Depuis le début de la semaine, plusieurs grandes organisations internationales dont l'ONG Human Rights Watch ont donc décidé d'interpeller les pouvoirs publics chinois. Le chercheur chinois Yaqui Wang, interrogé par Quartz, considère que "les autorités sont tout aussi, sinon plus, soucieuses de faire taire les critiques (envers le parti) que de contenir la propagation du coronavirus". Dans un communiqué publié ce lundi, le Comité pour la Protection des Journalistes (CPJ) appelle directement à la libération de Chen Qiushi.

"Les autorités de Wuhan doivent révéler si elles détiennent le journaliste Chen Qiushi. Si c'est le cas, il doit être libéré immédiatement.
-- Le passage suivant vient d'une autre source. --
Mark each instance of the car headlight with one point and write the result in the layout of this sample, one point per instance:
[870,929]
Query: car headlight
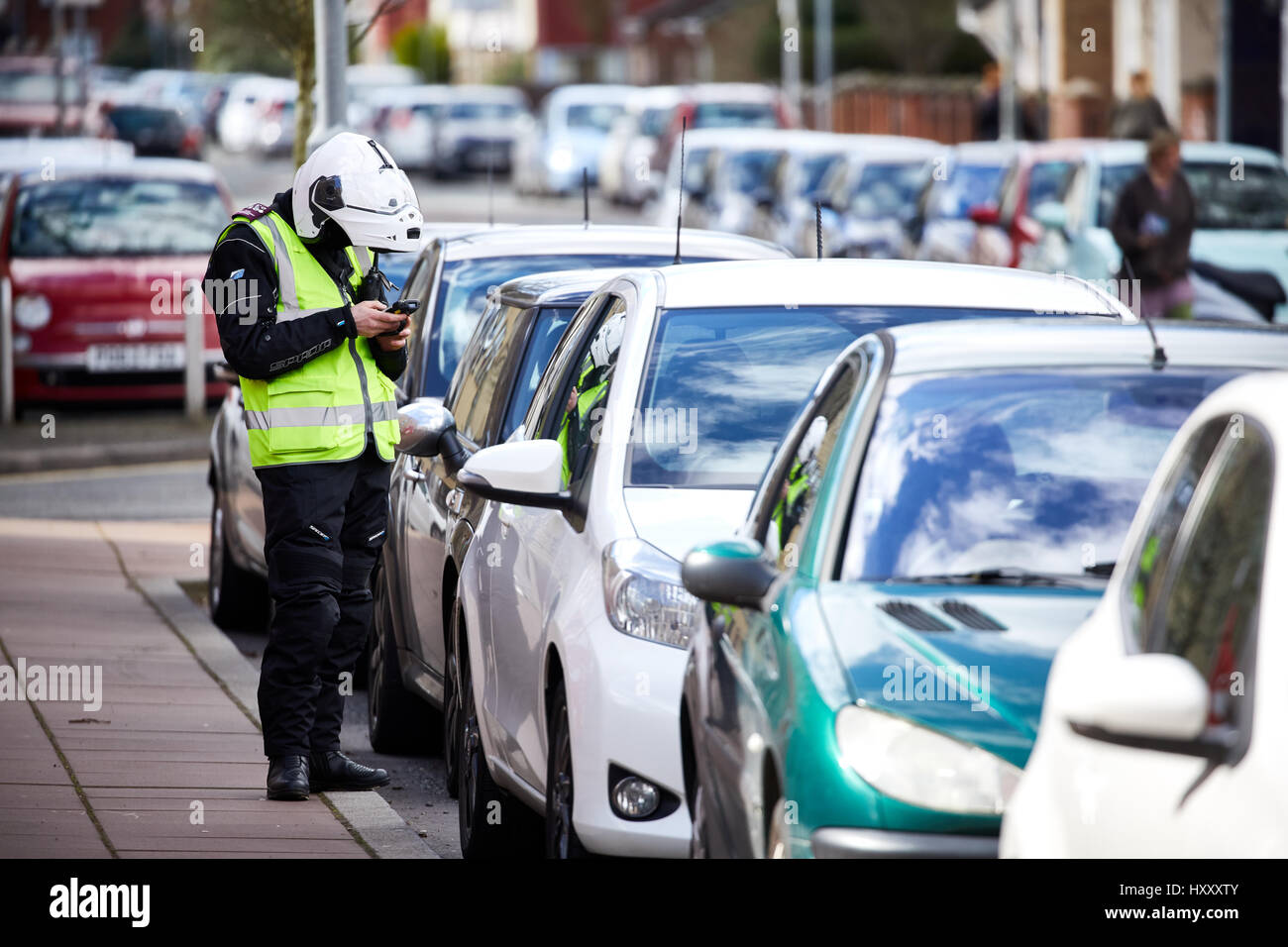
[644,595]
[561,158]
[918,766]
[31,312]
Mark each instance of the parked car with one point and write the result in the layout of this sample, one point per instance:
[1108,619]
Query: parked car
[647,436]
[965,176]
[1241,213]
[506,337]
[626,171]
[566,138]
[1038,172]
[868,200]
[729,176]
[155,131]
[870,677]
[803,163]
[258,115]
[103,261]
[29,95]
[725,106]
[1159,737]
[477,129]
[404,123]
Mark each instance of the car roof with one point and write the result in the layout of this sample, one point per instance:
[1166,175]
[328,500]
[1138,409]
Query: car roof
[1030,343]
[553,289]
[539,240]
[879,282]
[160,169]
La Chine ne semble pas avoir appris la leçon claire que le fait de cacher la vérité sur une maladie en expansion ne fera qu'empirer les choses", a notamment déclaré Steven Butler, coordinateur du programme Asie au Comité de protection des journalistes à Washington.

Le président chinois Xi Jinping s'est félicité, ce mercredi, de "l'évolution positive" de l'épidémie du coronavirus, le nombre de nouveaux cas diminuant depuis trois jours, malgré un bilan qui dépasse désormais les 1100 morts. Au total, 44.653 personnes contaminées ont été répertoriées en Chine continentale. 

La mort vendredi dernier du docteur Li Wenliang, infecté par le virus et qui avait été réprimandé pour avoir été l'un des premiers fin décembre à donner l'alerte, illustre les difficiles conditions de travail des médecins en première ligne.